Amphipols (APols) are short amphipathic polymers that keep integral membrane proteins water-soluble while stabilizing them as compared to detergent solutions. In the present work, we have carried out functional and structural studies of a membrane transporter that had not been characterized in APol-trapped form yet, namely EII(mtl), a dimeric mannitol permease from the inner membrane of Escherichia coli. A tryptophan-less and dozens of single-tryptophan (Trp) mutants of this transporter are available, making it possible to study the environment of specific locations in the protein.

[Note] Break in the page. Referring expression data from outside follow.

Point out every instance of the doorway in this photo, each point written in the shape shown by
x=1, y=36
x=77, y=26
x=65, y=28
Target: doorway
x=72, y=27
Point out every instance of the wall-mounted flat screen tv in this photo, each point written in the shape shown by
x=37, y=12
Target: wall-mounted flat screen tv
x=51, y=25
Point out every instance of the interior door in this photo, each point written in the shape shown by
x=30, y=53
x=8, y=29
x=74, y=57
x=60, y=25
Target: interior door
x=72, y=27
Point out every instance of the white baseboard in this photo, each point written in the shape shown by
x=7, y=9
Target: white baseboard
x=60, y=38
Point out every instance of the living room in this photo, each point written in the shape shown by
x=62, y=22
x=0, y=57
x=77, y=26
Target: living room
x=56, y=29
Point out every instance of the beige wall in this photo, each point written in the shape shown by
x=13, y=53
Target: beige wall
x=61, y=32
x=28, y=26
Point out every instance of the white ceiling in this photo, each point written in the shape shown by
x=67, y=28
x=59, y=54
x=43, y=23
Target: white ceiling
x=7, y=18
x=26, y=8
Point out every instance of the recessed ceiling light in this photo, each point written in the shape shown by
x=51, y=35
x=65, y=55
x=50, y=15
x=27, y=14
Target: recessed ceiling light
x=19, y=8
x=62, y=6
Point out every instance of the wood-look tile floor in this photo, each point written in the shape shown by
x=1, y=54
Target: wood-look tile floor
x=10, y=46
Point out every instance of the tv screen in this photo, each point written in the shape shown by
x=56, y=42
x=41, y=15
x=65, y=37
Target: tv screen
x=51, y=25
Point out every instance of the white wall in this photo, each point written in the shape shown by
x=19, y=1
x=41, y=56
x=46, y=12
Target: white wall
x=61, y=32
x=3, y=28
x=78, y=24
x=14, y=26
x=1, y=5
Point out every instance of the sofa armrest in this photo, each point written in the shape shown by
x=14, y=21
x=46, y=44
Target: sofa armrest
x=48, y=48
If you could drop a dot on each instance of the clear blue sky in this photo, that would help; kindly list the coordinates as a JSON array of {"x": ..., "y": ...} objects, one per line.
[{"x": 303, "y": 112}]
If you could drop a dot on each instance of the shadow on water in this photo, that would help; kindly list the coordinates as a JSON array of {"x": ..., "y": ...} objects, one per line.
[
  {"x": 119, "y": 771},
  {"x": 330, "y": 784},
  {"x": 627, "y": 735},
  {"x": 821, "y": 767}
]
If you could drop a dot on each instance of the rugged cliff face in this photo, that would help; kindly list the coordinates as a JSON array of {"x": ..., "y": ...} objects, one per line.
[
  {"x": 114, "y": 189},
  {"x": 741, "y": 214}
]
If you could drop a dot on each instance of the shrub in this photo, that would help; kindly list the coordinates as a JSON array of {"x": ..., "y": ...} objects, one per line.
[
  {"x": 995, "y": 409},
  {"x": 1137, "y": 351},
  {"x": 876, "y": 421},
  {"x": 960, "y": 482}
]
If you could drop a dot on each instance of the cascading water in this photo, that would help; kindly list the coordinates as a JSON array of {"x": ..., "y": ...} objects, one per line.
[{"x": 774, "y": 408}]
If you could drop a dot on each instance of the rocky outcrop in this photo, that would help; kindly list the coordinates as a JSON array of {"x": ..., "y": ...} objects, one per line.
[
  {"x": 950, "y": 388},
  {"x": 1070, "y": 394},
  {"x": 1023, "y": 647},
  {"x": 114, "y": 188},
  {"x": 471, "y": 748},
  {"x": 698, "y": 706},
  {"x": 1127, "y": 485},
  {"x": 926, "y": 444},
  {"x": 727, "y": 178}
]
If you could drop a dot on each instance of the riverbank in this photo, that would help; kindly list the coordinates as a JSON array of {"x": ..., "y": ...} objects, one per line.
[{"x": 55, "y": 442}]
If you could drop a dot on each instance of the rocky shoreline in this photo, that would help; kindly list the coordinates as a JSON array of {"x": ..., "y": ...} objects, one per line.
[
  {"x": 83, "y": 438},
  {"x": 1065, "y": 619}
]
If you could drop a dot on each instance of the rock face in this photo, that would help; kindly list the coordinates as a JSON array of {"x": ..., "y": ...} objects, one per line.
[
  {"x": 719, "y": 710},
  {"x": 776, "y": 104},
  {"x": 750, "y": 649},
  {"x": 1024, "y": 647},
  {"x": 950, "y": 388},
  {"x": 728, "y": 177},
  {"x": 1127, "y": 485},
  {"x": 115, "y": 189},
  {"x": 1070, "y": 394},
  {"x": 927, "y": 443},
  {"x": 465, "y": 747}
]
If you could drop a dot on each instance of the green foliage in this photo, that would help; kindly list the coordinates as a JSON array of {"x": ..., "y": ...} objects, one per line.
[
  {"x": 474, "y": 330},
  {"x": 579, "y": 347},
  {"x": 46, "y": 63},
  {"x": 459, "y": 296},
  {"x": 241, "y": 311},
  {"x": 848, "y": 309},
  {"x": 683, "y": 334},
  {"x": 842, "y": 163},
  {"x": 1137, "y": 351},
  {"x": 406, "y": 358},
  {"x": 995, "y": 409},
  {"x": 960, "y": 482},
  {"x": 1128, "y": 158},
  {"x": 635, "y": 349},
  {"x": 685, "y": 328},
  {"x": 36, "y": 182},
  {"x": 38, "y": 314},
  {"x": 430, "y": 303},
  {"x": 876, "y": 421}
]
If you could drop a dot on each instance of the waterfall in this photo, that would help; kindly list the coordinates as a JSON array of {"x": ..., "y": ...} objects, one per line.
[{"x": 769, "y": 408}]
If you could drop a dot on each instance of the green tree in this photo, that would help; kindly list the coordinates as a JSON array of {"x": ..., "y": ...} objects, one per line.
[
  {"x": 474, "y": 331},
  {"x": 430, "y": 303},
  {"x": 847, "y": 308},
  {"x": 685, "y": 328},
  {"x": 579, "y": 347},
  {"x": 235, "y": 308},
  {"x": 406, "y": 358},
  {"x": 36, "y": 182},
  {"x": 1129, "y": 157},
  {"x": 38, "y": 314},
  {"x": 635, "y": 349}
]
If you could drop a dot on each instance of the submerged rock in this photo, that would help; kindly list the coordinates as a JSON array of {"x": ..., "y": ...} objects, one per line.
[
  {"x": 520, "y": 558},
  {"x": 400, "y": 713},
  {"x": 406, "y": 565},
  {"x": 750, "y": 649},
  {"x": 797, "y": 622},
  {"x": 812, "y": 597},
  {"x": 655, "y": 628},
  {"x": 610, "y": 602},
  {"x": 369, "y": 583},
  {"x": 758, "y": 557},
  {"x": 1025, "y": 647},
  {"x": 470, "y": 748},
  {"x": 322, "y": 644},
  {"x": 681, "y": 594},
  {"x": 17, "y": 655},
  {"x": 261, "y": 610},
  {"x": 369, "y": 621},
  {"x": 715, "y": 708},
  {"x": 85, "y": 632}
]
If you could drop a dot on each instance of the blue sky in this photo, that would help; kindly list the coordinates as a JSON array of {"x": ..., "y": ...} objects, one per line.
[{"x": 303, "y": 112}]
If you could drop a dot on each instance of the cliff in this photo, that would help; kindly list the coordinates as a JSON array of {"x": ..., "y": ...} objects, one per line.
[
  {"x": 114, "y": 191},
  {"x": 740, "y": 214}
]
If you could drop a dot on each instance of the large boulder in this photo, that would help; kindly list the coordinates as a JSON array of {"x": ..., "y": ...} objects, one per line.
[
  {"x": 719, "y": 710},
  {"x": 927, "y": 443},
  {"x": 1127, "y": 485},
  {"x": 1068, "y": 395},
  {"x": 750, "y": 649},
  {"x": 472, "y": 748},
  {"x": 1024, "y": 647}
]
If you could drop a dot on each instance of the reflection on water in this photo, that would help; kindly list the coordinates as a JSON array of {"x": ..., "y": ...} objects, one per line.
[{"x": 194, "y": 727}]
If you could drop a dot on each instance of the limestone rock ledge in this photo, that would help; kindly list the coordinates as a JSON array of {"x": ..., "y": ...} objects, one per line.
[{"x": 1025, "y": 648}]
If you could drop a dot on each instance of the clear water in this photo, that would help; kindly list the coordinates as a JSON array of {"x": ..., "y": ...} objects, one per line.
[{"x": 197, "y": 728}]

With few exceptions, the single-Trp mutants show a high mannitol-phosphorylation activity when in membranes, but, as variance with wild-type EII(mtl), some of them lose most of their activity upon solubilization by neutral (PEG- or maltoside-based) detergents. Here, we present a protocol to isolate these detergent-sensitive mutants in active form using APol A8-35. Trapping with A8-35 keeps EII(mtl) soluble and functional in the absence of detergent. The specific phosphorylation activity of an APol-trapped Trp-less EII(mtl) mutant was found to be ~3× higher than the activity of the same protein in dodecylmaltoside. The preparations are suitable both for functional and for fluorescence spectroscopy studies. A fluorescein-labeled version of A8-35 has been synthesized and characterized. Exploratory studies were conducted to examine the environment of specific Trp locations in the transmembrane domain of EII(mtl) using Trp fluorescence quenching by water-soluble quenchers and by the fluorescein-labeled APol. This approach has the potential to provide information on the transmembrane topology of MPs.